Is there a field $K$, an odd prime $p$, and a positive integer $n$, such that $K[ζ] = K[ζ^p]$ where $ζ = ζ_{p^n}$ is a primitive $p^n$th root of unity not contained in $K$?
In other words, can a base field $K$ be chosen such that adjoining a "small" root of unity automatically adjoins some "large" roots of unity?
This came up while understanding the answer to my Sylow p-subgroups of PGL2 question. It does not affect the proof particularly, but it definitely affects my understanding of it.
I think you will find that $K = \mathbb{R}$ fits your requirements in a fairly dramatic way.
Here is an example for those of you who don't wish to leave the land of algebraic extensions of $\mathbb{Q}$.

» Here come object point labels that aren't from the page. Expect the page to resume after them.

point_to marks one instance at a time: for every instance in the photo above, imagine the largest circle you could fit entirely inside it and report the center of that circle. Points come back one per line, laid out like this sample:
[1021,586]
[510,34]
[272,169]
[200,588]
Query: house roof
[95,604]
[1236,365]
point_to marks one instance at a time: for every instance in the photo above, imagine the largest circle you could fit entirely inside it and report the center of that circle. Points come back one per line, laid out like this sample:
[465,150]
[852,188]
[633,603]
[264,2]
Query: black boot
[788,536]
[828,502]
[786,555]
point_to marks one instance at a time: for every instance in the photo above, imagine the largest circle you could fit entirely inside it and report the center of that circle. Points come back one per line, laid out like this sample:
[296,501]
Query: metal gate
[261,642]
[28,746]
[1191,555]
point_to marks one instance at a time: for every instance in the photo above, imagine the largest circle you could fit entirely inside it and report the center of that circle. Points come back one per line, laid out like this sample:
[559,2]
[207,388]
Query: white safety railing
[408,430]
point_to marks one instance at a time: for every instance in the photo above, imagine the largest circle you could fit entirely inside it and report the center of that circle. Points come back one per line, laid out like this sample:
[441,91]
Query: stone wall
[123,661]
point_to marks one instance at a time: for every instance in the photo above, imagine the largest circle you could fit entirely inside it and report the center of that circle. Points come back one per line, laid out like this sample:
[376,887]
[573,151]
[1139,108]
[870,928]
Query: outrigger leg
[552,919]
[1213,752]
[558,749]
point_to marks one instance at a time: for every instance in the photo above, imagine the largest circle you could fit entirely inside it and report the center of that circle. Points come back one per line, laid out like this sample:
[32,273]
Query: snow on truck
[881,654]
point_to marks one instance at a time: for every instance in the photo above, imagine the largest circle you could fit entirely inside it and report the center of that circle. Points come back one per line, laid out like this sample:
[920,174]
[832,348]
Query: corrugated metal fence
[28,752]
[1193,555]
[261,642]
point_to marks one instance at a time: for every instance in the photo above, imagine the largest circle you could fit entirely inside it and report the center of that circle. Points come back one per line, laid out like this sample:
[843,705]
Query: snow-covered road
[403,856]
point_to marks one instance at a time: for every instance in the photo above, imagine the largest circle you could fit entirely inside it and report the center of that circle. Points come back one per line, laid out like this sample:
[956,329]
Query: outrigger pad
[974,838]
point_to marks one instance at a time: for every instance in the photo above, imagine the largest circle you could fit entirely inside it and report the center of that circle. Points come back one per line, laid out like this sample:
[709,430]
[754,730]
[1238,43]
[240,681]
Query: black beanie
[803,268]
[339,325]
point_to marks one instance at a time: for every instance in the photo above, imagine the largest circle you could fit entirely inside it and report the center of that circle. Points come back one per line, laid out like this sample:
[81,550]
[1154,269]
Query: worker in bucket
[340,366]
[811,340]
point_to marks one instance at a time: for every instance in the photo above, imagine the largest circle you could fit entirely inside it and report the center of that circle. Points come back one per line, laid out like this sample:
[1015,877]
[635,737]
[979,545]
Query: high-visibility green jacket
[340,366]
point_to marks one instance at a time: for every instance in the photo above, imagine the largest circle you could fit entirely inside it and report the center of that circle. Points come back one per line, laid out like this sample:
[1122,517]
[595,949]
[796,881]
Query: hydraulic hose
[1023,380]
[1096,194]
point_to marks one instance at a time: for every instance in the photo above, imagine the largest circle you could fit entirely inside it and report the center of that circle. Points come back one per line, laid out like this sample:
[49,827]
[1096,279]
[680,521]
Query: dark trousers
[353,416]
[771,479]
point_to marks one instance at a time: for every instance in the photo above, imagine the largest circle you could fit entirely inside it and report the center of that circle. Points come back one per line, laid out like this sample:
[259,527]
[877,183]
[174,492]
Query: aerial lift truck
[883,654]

Let $p$ be a prime number greater than 2 and $E = \mathbb{Q}(\zeta_{p^n}).$ Then $Gal(E/\mathbb{Q}) \cong (\mathbb{Z}/p^n)^{\times} \cong \mathbb{Z}/(p-1) \oplus \mathbb{Z}/(p^{n-1}).$ Let $H$ be the subgroup of $Gal(E/\mathbb{Q})$ isomorphic to $\mathbb{Z}/(p-1)$ and set $K_n = E^H.$ Then $K_n(\zeta_p) = E.$ But note $[K_n:\mathbb{Q}] = p^{n-1},$ and thus as $[\mathbb{Q}(\zeta_p):\mathbb{Q}] = p-1,$ it must be the case that $\zeta_p\not\in K_n.$ It follows $K_n$ does not contain a $p^z$-th root of unity for any $z\in \mathbb{Z}_{+}.$
Hence, $K_n$ is a field containing no $p$-power roots of unity, that when a $p$-th root of unity is adjoined yields the field $\mathbb{Q}(\zeta_{p^n}).$
In fact, for each $n\in \mathbb{Z}_{+},$ the field $K_n \subset K_{n+1}.$ Thus, setting $K = \cup_{n\in\mathbb{Z}_{+}} K_n$, one obtains a field that contains no $p$-power roots of unity, which when a $p$-th root of unity is adjoined yields a field containing every $p$-power root of unity! For reference, the field $K$ is called the cyclotomic $\mathbb{Z}_p$ - extension of $\mathbb{Q}$.
A similar construction is possible for $p = 2,$ which yields a field containing no $2$-power roots of unity, save $-1,$ which when $i$ is adjoined yields a field containing all $2$-power roots of unity.